I opened this essay with Ruskin’s quote from his Nature of Gothic: “both having their use, darkness and light, the one incapable of being enjoyed without the other”. That is what Eggers’ Nosferatu lacks: that faint but essential flicker of light that allows us to discern and explore the darkness. Without it, the shadows lose their meaning and become flat, impenetrable phantoms.
by Kristina Shatokhina
“Where should I go? It is a ridiculous job for someone as poor and sick as me, and I even have to climb to the last floor to see the client… ahhh my poor legs, poor and sick me,” thought Jill.
The client’s apartment was in a good neighbourhood of a beautiful city—a city where life blooms in the mornings and music fills the air in orange-lit pubs in the evenings.
"May I come in?" asked Jill.
"Yes, yes, of course, I’ve been waiting for you," replied a beautiful lady.
"It’s so dark in your apartment," Jill remarked. "May I open the curtains?"
"Oh, dear, I’m allergic to sunlight. Just open the one furthest away," replied the beautiful lady.
"Oh, I understand you completely," replied Jill, "I’m rather exhausted by the darkness."
And Jill began cleaning. The apartment wasn’t dirty, but it was filled with paintings, books, and souvenirs from various countries. "Excuse me, madam. You must travel a lot?"
"Oh, I've been spending my time in sanatoriums. But this year, I decided to stop. Travelling exhausts me—it gives me such terrible headaches that I lose my hair and I constantly feel either too hot or too cold."
"Oh, that’s nothing," replied Jill with interest. "I’m worse off—I feel hot and cold at the same time, just because I don’t travel at all. I’ve been working without a single day off."
"Oh," the beautiful lady replied, "when I was not as sick, I worked without a single day off, even if my eyes ached terribly."
"You have so many paintings. I wish I had paintings too, I'd hang them in my shabby, cold, and ugly apartment, to cherish poor and sick me," sighed Jill.
"Oh, darling, it's all just a cover. I'm too miserable and even more mentally ill. They were all gifts from my late husband. You know, I’m a threetimes widow. My latest husband passed away so quietly for everyone else, but it was so noticeable for me—it felt like I had wept three oceans dry."
Jill dusted off the books. “Good books!” she called out from the library, hoping the beautiful lady in the other room would hear her.

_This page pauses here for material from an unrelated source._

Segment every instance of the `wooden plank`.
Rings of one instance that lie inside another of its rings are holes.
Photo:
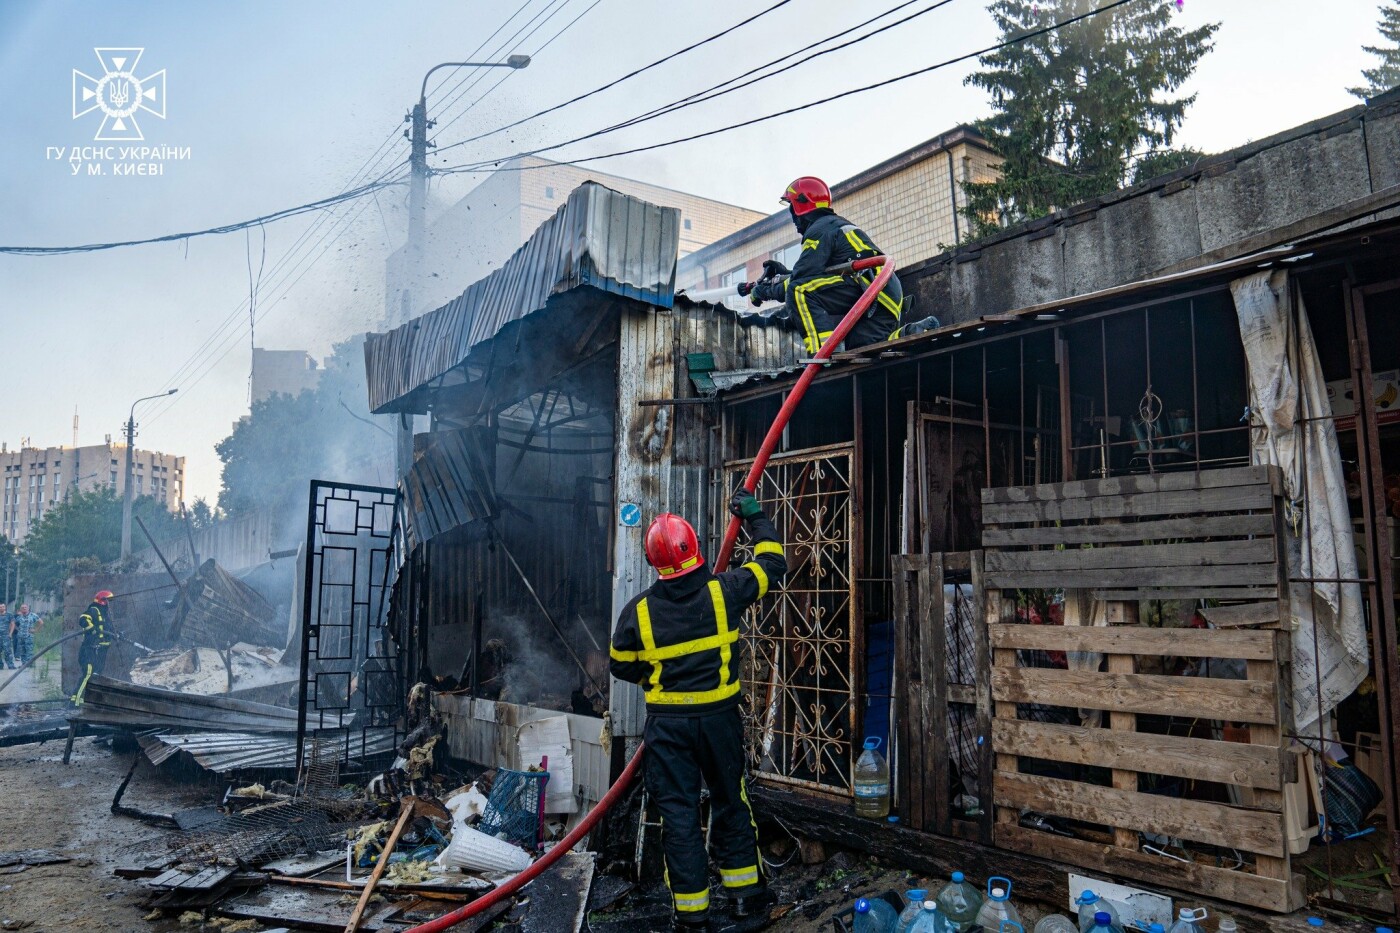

"Oh, that book you picked up, Jack London. A wonderful author. I read him when I broke my leg."
“So you like reading?” Jill asked.
"Oh, no, I can’t anymore. I’ve gone nearly blind because of the noisy city,"replied the lady.
"I understand you completely. But for me, it’s just exhaustion, and when I read, I hear voices in my head. The doctors say it’s normal, but they tire me out," Jill lamented.
"The doctors?" The beautiful lady inquired.
"No, the voices in my head when I read. They distract me," Jill sighed sorrowfully.
"Oh, that’s a serious case," said the beautiful lady.
The cleaning ended before it had even begun. The sickest and unluckiest women discussed their illnesses, measuring and savouring every sigh, lamenting their lives.
When the door finally closed, “Hypochondriac,” muttered the beautiful lady.
“Delusional,” thought Jill.
"Good thing I’m not like her," both thought to themselves and went on with their illnesses.